Sedona AZ – The Northern Arizona Chapter of the American Red Cross has been hard at work responding to the Museum Fire evacuations and preparing for the floods that are anticipated.

The Red Cross provided a safe place to stay for people affected by the Museum Fire for seven days beginning July 21, 2019. During that time twelve people stayed overnight, and dozens of meals were offered to shelter residents. When the focus shifted to sandbag operations for post-fire flooding mitigation, the Red Cross deployed a team to provide canteen support to volunteers who were filling, hauling, and stacking sandbags.

During our five days of operation, the Red Cross handed out 745 snacks and 1,342 bottles of water and Gatorade. Now our attention, along with County and State officials, has shifted to preparing for the aftermath of fire related flash flooding.

For those who would like to help, we are always in need of volunteers. To volunteer, please go to www.RedCross.org/volunteer.

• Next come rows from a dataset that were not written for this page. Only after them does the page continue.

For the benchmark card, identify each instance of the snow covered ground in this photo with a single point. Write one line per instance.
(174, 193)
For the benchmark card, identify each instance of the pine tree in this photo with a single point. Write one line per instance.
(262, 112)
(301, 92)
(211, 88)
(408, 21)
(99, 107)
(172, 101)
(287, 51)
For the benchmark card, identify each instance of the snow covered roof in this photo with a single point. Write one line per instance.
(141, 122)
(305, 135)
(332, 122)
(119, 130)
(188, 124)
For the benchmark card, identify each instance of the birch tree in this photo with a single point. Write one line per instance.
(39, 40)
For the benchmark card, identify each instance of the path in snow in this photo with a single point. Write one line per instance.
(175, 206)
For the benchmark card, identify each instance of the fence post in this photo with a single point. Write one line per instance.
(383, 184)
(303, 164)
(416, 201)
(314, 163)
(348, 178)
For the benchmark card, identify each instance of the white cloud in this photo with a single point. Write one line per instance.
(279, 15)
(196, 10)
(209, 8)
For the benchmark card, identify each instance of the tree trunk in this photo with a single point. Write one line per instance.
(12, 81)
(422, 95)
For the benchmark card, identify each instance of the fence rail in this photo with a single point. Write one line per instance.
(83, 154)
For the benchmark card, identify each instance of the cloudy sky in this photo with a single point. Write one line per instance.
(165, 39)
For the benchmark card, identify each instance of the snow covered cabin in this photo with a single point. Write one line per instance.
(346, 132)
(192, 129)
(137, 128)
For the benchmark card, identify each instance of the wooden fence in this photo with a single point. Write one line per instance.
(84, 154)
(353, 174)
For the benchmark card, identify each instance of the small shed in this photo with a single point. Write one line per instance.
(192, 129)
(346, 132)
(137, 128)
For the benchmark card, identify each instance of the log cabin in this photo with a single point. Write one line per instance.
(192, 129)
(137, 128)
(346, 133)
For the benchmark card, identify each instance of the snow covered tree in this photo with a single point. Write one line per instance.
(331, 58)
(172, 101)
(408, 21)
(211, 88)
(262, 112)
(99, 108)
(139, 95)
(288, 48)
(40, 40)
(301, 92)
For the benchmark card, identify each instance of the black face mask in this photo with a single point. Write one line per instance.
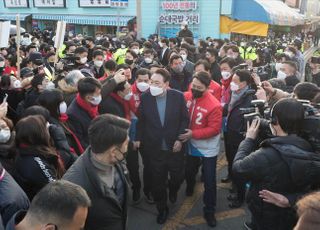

Here are some flood preparedness safety tips:

      • *Visit RedCross.org/flood for full flood safety information.
        *Turn around, don’t drown! Stay off the roads. If you must drive and you encounter a flooded roadway, turn around and go another way.
        • If you are caught on a flooded road and waters are rising around you, get out of the car quickly and move to higher ground. Most cars can be swept away by less than two feet of moving water.
        Head for higher ground and stay there. Tune into your local radio, NOAA radio, or news channels for the latest updates.
        • If your neighborhood is prone to flooding, prepare to evacuate quickly if necessary.
        Follow evacuation orders and don’t return until officials say it is safe. Stay away from floodwaters. Beware of snakes, insects and other animals that may be in or around floodwaters and your home.
        • Keep children and pets away from hazardous sites and floodwaters.
        • If power lines are down, don’t step in puddles or standing water. Wear protective clothing, including rubber gloves and rubber boots, and be cautious when cleaning up.
        • Throw out items that absorb water and cannot be cleaned or disinfected: This includes mattresses, carpeting, cosmetics, stuffed animals, and baby toys.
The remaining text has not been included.